Let's talk about pre-4~5th-century Germanic peoples.
How were their religion, culture, and political structure like?
just another group of barbarians
inferior to the celts
>>2775853
This
>>2775850
Stout thegns split shields to prepare the wolf's feast while bold princes won rings of gold.
The most famous warriors sat high in the hall drinking deep draughts of mead from the horn as the fairest maidens served them.
The best kings kept hoards of gold to pay their slayers wages. A king with no red-fire would find himself alone.
>>2775850
They were unironically savages half nomads for the most part.
They had cool features tough. I liked the Virgin Ubermensh culture of the Cimbri for example.

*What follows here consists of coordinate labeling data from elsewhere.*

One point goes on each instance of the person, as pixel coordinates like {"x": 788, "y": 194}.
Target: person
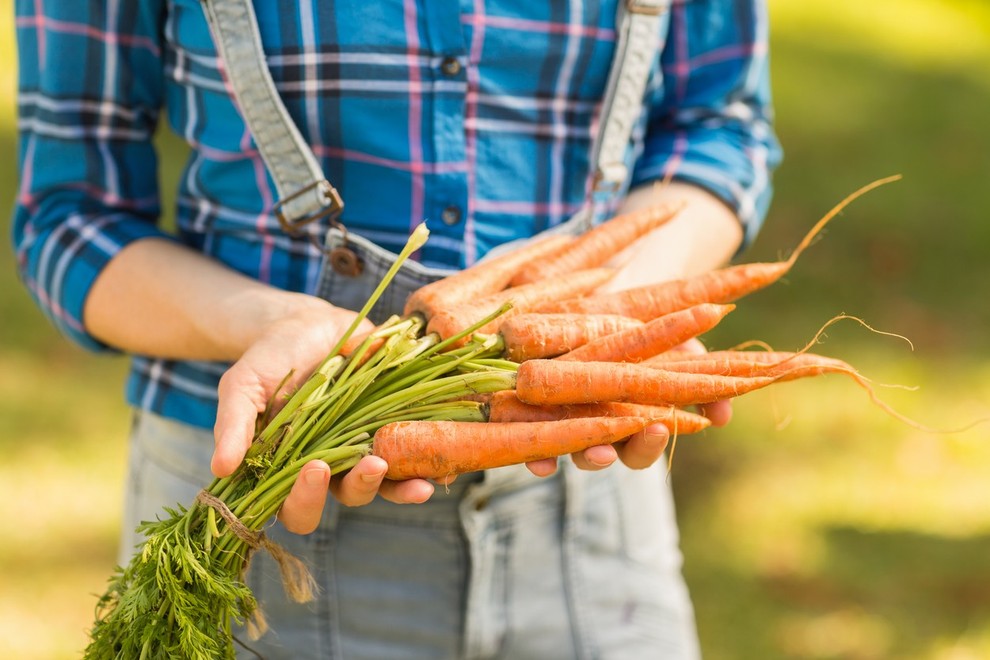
{"x": 478, "y": 118}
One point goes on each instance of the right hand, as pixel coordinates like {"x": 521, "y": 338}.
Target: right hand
{"x": 297, "y": 341}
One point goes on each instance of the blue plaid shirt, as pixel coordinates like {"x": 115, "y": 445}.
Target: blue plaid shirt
{"x": 479, "y": 114}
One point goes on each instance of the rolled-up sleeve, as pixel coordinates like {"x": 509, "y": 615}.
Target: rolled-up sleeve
{"x": 711, "y": 118}
{"x": 90, "y": 88}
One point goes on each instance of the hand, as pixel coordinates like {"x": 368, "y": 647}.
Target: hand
{"x": 297, "y": 341}
{"x": 641, "y": 450}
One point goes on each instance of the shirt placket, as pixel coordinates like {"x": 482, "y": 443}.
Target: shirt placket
{"x": 443, "y": 105}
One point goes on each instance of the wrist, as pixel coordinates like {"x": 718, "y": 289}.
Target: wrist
{"x": 261, "y": 312}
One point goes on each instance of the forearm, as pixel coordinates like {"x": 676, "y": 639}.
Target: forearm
{"x": 704, "y": 235}
{"x": 159, "y": 298}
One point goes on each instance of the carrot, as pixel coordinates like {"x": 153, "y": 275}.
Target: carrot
{"x": 723, "y": 285}
{"x": 483, "y": 278}
{"x": 439, "y": 449}
{"x": 599, "y": 244}
{"x": 505, "y": 406}
{"x": 451, "y": 321}
{"x": 783, "y": 364}
{"x": 530, "y": 335}
{"x": 659, "y": 335}
{"x": 553, "y": 382}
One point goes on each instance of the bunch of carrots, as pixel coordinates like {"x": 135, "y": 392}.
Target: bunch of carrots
{"x": 515, "y": 359}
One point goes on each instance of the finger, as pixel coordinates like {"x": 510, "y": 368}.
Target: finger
{"x": 303, "y": 507}
{"x": 408, "y": 491}
{"x": 645, "y": 448}
{"x": 595, "y": 458}
{"x": 234, "y": 427}
{"x": 359, "y": 485}
{"x": 367, "y": 479}
{"x": 543, "y": 468}
{"x": 720, "y": 412}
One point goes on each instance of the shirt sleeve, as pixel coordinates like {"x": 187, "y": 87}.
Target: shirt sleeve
{"x": 710, "y": 121}
{"x": 90, "y": 88}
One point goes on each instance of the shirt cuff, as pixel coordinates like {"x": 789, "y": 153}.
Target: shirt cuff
{"x": 61, "y": 265}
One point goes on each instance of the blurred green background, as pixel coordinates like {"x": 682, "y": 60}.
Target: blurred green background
{"x": 815, "y": 525}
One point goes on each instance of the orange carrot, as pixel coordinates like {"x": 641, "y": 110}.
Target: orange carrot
{"x": 439, "y": 449}
{"x": 483, "y": 278}
{"x": 783, "y": 364}
{"x": 529, "y": 336}
{"x": 659, "y": 335}
{"x": 723, "y": 285}
{"x": 453, "y": 320}
{"x": 553, "y": 382}
{"x": 599, "y": 244}
{"x": 505, "y": 406}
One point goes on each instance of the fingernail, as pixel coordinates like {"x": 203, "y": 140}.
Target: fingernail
{"x": 316, "y": 478}
{"x": 372, "y": 478}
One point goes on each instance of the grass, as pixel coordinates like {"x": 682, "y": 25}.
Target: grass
{"x": 815, "y": 526}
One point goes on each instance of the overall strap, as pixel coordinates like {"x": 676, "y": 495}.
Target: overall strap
{"x": 303, "y": 191}
{"x": 639, "y": 41}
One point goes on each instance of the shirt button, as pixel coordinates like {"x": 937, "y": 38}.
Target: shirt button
{"x": 450, "y": 66}
{"x": 451, "y": 215}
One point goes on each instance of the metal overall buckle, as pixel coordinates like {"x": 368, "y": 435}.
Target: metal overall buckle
{"x": 342, "y": 259}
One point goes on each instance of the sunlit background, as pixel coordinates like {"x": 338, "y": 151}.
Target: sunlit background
{"x": 816, "y": 525}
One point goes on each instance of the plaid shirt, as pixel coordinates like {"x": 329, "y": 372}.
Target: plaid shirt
{"x": 476, "y": 117}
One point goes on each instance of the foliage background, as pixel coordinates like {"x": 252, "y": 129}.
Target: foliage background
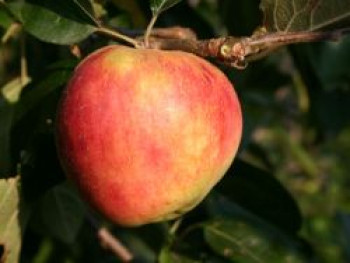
{"x": 285, "y": 199}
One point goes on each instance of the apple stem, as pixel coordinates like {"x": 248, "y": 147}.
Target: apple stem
{"x": 149, "y": 29}
{"x": 117, "y": 35}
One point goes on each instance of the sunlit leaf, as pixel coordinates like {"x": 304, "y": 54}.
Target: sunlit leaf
{"x": 305, "y": 15}
{"x": 50, "y": 22}
{"x": 10, "y": 228}
{"x": 241, "y": 242}
{"x": 159, "y": 6}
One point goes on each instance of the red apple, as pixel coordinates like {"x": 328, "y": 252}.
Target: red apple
{"x": 145, "y": 134}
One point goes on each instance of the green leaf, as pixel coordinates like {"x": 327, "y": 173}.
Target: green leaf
{"x": 62, "y": 212}
{"x": 258, "y": 192}
{"x": 5, "y": 19}
{"x": 159, "y": 6}
{"x": 6, "y": 117}
{"x": 305, "y": 15}
{"x": 240, "y": 242}
{"x": 58, "y": 22}
{"x": 10, "y": 225}
{"x": 12, "y": 90}
{"x": 57, "y": 76}
{"x": 167, "y": 256}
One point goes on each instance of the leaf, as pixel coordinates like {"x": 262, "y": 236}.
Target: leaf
{"x": 5, "y": 19}
{"x": 57, "y": 76}
{"x": 240, "y": 242}
{"x": 6, "y": 117}
{"x": 12, "y": 90}
{"x": 62, "y": 212}
{"x": 159, "y": 6}
{"x": 58, "y": 22}
{"x": 304, "y": 15}
{"x": 167, "y": 256}
{"x": 258, "y": 192}
{"x": 10, "y": 225}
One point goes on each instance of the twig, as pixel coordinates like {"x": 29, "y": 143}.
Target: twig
{"x": 237, "y": 52}
{"x": 108, "y": 241}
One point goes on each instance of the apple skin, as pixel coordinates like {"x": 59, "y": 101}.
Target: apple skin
{"x": 146, "y": 134}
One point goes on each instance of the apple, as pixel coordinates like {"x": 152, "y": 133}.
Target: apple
{"x": 146, "y": 134}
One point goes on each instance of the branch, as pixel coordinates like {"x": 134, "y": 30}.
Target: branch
{"x": 108, "y": 241}
{"x": 237, "y": 52}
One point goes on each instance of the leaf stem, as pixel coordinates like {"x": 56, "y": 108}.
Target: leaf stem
{"x": 24, "y": 66}
{"x": 117, "y": 35}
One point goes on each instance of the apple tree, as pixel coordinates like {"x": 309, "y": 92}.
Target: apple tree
{"x": 284, "y": 198}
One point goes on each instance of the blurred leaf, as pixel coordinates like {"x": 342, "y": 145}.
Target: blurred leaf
{"x": 159, "y": 6}
{"x": 63, "y": 213}
{"x": 12, "y": 90}
{"x": 58, "y": 74}
{"x": 10, "y": 228}
{"x": 167, "y": 256}
{"x": 305, "y": 15}
{"x": 241, "y": 242}
{"x": 58, "y": 22}
{"x": 241, "y": 17}
{"x": 6, "y": 117}
{"x": 261, "y": 194}
{"x": 5, "y": 19}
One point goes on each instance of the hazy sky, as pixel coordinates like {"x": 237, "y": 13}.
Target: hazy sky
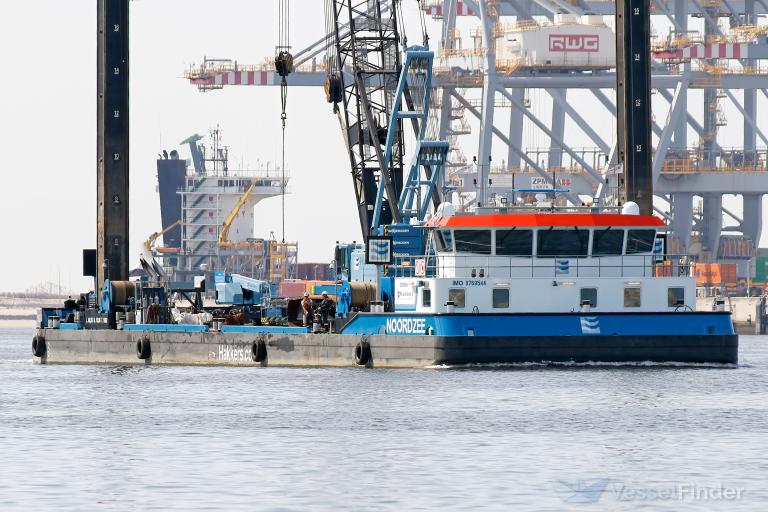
{"x": 48, "y": 128}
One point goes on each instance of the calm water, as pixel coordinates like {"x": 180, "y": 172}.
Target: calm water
{"x": 617, "y": 438}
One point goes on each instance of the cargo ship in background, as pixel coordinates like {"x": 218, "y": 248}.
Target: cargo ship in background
{"x": 207, "y": 214}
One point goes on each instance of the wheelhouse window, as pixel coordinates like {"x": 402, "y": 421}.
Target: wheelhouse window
{"x": 588, "y": 294}
{"x": 562, "y": 242}
{"x": 500, "y": 297}
{"x": 514, "y": 242}
{"x": 439, "y": 241}
{"x": 632, "y": 297}
{"x": 457, "y": 296}
{"x": 475, "y": 241}
{"x": 426, "y": 297}
{"x": 607, "y": 242}
{"x": 675, "y": 297}
{"x": 640, "y": 240}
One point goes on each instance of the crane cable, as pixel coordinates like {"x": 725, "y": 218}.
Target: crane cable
{"x": 284, "y": 67}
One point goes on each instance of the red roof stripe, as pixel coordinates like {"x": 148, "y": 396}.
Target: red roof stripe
{"x": 545, "y": 219}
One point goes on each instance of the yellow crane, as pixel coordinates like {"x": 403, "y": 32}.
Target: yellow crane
{"x": 154, "y": 236}
{"x": 224, "y": 234}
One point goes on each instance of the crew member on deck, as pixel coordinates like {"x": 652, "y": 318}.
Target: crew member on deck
{"x": 327, "y": 308}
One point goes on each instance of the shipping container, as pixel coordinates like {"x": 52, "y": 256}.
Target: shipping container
{"x": 567, "y": 44}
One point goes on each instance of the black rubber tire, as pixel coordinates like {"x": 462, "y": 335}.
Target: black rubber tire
{"x": 363, "y": 353}
{"x": 259, "y": 351}
{"x": 39, "y": 347}
{"x": 143, "y": 348}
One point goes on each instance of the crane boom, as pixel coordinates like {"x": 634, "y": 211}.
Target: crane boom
{"x": 363, "y": 101}
{"x": 224, "y": 234}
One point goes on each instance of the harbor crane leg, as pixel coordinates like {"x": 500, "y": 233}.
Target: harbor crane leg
{"x": 633, "y": 105}
{"x": 112, "y": 142}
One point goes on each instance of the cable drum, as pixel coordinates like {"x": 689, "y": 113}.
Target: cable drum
{"x": 284, "y": 63}
{"x": 362, "y": 294}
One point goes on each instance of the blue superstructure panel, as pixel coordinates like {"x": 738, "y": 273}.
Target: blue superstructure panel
{"x": 165, "y": 327}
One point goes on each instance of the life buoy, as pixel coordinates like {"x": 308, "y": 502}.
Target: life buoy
{"x": 143, "y": 348}
{"x": 363, "y": 353}
{"x": 39, "y": 347}
{"x": 259, "y": 351}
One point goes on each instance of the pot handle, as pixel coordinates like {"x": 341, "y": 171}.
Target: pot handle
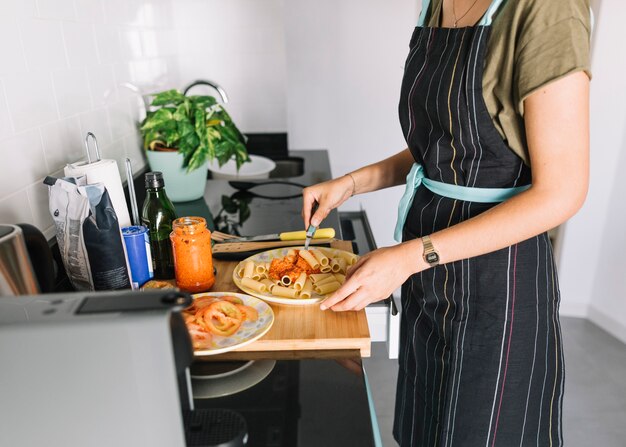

>The New Paganism (or neo-Paganism) is no longer new, and it never at any time bore the smallest resemblance to Paganism. The ideas about the ancient civilization which it has left loose in the public mind are certainly extraordinary enough. The term "pagan" is continually used in fiction and light literature as meaning a man without any religion, whereas a pagan was generally a man with about half a dozen. The pagans, according to this notion, were continually crowning themselves with flowers and dancing about in an irresponsible state, whereas, if there were two things that the best pagan civilization did honestly believe in, they were a rather too rigid dignity and a much too rigid responsibility. Pagans are depicted as above all things inebriate and lawless, whereas they were above all things reasonable and respectable. They are praised as disobedient when they had only one great virtue--civic obedience. They are envied and admired as shamelessly happy when they had only one great sin--despair.